When Dr Haneef was mistreated by the Federal police, he had his rights reinstated by the court. That's our common law tradition. When the Howard government was seen to be treating too harshly the refugees who come to our shores it was -- for these and other reasons -- voted out of office. All in the context of robust freedom of speech which sees executive power challenged and contested every day of the week, every minute of the day. On this ethos our freedoms rest.
To those who say that the treatment of refugees is, on its own, a reason for a charter of rights, my reply is simple. The Australian people will always want their elected representatives and not unelected judges to make decisions about border policy and migrant intake. Any attempt to shift this to the courts will result in a wave of contumely washing over the judiciary. That is in nobody's interests.
But Australia is the only country in the world without a charter, goes the complaint. While in theory some European jurisdictions have given domestic force to the European Convention, it can have little effect on administration. The freest countries in Europe are often those with the least judicial review. Norway, for example, tops the ranking in the 2009 Freedom in the World report issued by Freedom House. Holland, too. Of course, Australia -- without a charter -- is also in the top bracket.
Are we going to give up compulsory voting simply because few other countries have it? It works for us. That is the only test. It is part of our political culture.
Advocates talk about rights as if they were an abstract truth to be uncovered to public acclaim by High Court judges exercising a role like Roman priests in the Temple of Jupiter.
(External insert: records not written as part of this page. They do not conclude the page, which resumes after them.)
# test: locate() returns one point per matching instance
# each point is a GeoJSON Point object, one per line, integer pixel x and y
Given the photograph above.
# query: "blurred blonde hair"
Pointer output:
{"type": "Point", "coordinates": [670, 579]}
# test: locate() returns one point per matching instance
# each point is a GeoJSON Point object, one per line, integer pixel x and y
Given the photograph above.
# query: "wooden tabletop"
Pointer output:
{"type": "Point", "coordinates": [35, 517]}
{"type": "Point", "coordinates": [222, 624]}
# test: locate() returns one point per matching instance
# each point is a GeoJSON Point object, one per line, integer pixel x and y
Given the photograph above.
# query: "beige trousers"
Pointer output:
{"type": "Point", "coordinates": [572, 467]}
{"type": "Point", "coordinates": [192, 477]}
But rights are an area of constant contest. A right to privacy can conflict with freedom of speech. Freedom of movement with a right to property (the gypsies versus the factory owner). Freedom of expression (a right to smoke) with a right to a pristine environment (the right to avoid others' smoke). Always a balance to be achieved in the light of contemporary concerns and arguments. But should the balance be designed by the judges or the people we elect?
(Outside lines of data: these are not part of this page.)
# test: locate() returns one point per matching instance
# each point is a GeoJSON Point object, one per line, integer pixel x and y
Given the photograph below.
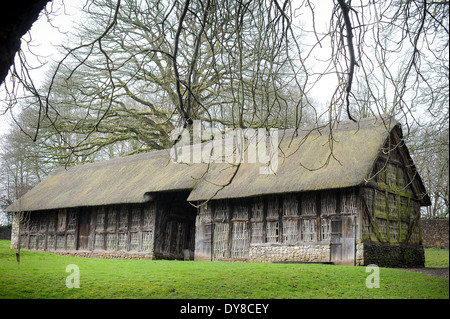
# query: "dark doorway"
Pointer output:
{"type": "Point", "coordinates": [84, 227]}
{"type": "Point", "coordinates": [343, 240]}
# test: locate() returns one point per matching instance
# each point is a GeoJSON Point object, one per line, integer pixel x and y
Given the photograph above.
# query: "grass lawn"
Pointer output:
{"type": "Point", "coordinates": [43, 275]}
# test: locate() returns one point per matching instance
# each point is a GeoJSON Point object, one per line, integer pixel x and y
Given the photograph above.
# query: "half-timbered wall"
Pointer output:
{"type": "Point", "coordinates": [391, 210]}
{"type": "Point", "coordinates": [247, 229]}
{"type": "Point", "coordinates": [112, 228]}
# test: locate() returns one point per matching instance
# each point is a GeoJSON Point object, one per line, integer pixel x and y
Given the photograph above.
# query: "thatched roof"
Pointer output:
{"type": "Point", "coordinates": [312, 159]}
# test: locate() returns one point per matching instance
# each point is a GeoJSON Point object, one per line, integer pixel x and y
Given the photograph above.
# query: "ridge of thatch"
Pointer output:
{"type": "Point", "coordinates": [309, 159]}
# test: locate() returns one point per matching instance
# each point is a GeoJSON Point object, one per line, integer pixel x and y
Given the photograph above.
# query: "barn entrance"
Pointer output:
{"type": "Point", "coordinates": [174, 227]}
{"type": "Point", "coordinates": [83, 229]}
{"type": "Point", "coordinates": [343, 240]}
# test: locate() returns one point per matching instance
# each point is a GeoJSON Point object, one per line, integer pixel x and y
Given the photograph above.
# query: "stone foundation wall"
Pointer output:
{"type": "Point", "coordinates": [274, 252]}
{"type": "Point", "coordinates": [103, 254]}
{"type": "Point", "coordinates": [389, 255]}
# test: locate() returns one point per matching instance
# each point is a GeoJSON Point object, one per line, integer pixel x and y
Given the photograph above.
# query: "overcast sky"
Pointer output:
{"type": "Point", "coordinates": [46, 36]}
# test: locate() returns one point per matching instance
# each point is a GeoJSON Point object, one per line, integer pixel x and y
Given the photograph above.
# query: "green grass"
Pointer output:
{"type": "Point", "coordinates": [43, 275]}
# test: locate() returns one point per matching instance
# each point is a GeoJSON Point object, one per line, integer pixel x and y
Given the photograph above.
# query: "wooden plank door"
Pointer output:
{"type": "Point", "coordinates": [343, 240]}
{"type": "Point", "coordinates": [335, 236]}
{"type": "Point", "coordinates": [84, 227]}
When Geoffrey Robertson was asked to give examples of rights violations in Australia, he quoted two cases: the shaving of a sailor's beard by hospital staff and the separation of an elderly couple into male and female areas of a nursing home. Both are easily and better dealt with by a Health Complaints Commission, not resolved in constitutional court.
These examples, your Honours, hardly prove Australia suffers a brutal indifference to human rights. The common sense of the Australian people tells them they are free and that a charter would increase litigation, not rights. On that I rest my case.
Bob Carr was the 39th Premier of New South Wales, holding office from 4 April 1995 to 3 August 2005. He holds the record for the longest continuous service as Premier of New South Wales. Only Sir Henry Parkes has served longer, but he held the office on five separate occasions.